Abweichend von der Empfehlung des Jugendgerichtshelfers will Andrea Keller auch bei dem zur Tatzeit erst 20-Jährigen kein Jugendstrafrecht angewandt sehen, was eine lebenslange Strafe ausgeschlossen hätte. Nebenklägervertreter Harald Stehr will die beiden jungen Männer ebenfalls lebenslang im Gefängnis sehen. Anders als die Staatsanwältin geht der Anwalt von Umut K.s Vater sogar von einem „vollendeten Mord“ aus. Auf wen der Schütze gezielt habe, sei egal: „Er hat einen Treffer billigend in Kauf genommen.“Auch Harald Stehr sieht den Fahrer als Mittäter: „Er wusste, warum er anhielt; er wusste, dass der Beifahrer schießen würde.“Eiskalt und aus Habgier hätten die beiden gehandelt und für einen erwarteten Gewinn von 500 Euro pro Person ein Menschenleben in Kauf genommen.“
Verteidiger äußert Zweifel
Rechtsanwalt Rüdiger Kaulmann, der Vertreter des angeblichen Todesschützen, hielt es dagegen durch nichts für bewiesen, dass sein Mandant die Waffe geführt habe. Der einzige Augenzeuge – der Mann neben Umut K. – habe „nie behauptet, den Schützen bei der Schussabgabe gesehen zu haben“. Der Beifahrer als Schütze? Von Anfang an sei dies „ein reiner Rückschluss“gewesen – nach dem Motto: „Wenn aus dem Beifahrerfenster geschossen wurde, dann muss der Beifahrer der Schütze sein.“Aus Kaulmanns Sicht hat der Fahrer die Waffe geführt – und zwar zur großen Überraschung des Beifahrers. Er blieb dabei: Sein Mandant, der 22-Jährige, habe aus Angst vor den Gegnern, die ihm bei einem früheren Treffen unter der B 27 eine Pistole an den Kopf gehalten hätten, von dem ganzen Drogengeschäft nichts mehr wissen wollen. Treibende Kraft sei der Jüngere der beiden gewesen. Kaulmanns Antrag lautete: Freispruch für seinen Mandanten im Tötungsdelikt, anderthalb Jahre auf Bewährung wegen des Drogenhandels.

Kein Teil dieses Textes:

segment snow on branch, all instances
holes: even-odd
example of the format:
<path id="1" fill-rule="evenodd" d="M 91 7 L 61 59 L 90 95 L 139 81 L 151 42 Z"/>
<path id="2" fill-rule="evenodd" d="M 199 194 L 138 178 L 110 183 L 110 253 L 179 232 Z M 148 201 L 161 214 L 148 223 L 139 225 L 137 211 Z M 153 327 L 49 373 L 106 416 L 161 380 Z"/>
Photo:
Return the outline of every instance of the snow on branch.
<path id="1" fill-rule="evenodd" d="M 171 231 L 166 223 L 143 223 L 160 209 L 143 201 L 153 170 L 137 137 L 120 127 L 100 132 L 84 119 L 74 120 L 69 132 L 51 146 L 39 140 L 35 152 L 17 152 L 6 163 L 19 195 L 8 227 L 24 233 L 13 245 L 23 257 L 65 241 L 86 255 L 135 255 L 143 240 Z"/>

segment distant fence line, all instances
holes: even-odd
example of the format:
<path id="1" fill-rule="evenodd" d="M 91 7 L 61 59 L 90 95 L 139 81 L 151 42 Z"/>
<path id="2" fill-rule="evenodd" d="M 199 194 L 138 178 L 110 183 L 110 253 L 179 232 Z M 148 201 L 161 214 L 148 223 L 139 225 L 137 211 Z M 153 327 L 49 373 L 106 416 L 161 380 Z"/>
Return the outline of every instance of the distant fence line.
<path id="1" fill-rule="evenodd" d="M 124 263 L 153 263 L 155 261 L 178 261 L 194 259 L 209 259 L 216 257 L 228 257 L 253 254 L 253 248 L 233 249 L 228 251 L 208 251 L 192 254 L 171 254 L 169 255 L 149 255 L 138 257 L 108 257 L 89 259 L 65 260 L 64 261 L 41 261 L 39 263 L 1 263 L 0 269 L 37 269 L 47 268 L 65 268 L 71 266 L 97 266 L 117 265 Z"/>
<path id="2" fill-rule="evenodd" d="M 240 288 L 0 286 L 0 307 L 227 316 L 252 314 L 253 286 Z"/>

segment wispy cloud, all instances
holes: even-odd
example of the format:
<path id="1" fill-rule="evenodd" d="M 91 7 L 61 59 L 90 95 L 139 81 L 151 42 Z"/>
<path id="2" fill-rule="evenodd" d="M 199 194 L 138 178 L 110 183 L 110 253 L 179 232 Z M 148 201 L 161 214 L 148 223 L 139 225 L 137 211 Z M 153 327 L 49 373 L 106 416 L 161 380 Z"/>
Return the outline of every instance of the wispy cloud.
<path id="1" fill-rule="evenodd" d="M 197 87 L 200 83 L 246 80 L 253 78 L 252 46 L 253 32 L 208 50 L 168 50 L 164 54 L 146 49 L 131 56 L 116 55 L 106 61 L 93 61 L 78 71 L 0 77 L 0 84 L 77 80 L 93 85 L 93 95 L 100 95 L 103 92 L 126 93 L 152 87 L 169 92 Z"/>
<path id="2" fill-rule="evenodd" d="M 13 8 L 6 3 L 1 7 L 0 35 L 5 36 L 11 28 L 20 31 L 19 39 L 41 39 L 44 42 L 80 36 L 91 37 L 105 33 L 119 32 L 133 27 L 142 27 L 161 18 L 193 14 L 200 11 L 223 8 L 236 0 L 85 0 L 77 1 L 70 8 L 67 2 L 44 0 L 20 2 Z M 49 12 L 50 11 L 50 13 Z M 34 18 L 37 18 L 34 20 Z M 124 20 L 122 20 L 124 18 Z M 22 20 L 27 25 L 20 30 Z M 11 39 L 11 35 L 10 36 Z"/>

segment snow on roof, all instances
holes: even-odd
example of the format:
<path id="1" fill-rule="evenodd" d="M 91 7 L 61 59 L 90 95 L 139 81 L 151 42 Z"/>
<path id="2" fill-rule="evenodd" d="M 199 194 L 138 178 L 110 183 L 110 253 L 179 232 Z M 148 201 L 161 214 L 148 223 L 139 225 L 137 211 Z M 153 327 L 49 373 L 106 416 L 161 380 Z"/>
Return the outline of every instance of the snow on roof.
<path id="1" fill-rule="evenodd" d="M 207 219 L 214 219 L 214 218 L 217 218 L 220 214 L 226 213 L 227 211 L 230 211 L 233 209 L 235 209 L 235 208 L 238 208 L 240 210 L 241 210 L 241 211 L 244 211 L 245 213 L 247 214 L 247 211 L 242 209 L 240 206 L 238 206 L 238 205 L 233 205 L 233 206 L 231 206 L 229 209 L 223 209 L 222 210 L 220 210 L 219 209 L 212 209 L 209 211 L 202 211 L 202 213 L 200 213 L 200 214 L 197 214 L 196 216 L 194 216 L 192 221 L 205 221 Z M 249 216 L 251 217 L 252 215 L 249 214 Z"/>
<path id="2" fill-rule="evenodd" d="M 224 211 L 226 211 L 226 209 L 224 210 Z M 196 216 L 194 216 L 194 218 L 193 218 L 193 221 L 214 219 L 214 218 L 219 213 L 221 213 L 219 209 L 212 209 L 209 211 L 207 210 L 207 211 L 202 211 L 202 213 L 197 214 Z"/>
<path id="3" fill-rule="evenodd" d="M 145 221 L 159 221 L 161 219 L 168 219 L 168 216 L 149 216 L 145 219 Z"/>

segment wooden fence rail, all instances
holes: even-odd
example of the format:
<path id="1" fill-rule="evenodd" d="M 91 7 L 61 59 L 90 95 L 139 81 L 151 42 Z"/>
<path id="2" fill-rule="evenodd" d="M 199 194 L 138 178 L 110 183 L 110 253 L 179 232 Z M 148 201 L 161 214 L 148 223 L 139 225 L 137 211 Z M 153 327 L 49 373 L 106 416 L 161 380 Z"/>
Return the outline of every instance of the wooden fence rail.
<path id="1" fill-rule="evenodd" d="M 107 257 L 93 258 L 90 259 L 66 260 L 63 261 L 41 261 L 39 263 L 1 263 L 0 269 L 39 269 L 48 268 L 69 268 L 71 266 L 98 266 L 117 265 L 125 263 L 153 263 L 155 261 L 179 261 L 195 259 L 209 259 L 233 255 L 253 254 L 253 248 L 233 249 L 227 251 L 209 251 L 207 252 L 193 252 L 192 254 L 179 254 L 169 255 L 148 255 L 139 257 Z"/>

Freispruch im Tötungsvorwurf und eine geringe Buße nach Jugendstrafrecht wegen der Drogen: Das war der Antrag vor Tobias Glaenz, Verteidiger des 21- jährigen Fahrers. Für ihn steht fest: Der Beifahrer war der Schütze, alle anderen Überlegungen seien abenteuerlich. Für den dritten Angeklagten, einen 37-jährigen Italiener aus Hechingen, den die Staatsanwältin als den „Paten“bezeichnete, ist eine Haftstrafe von drei Jahren und neun Monaten wegen Drogenhandels gefordert.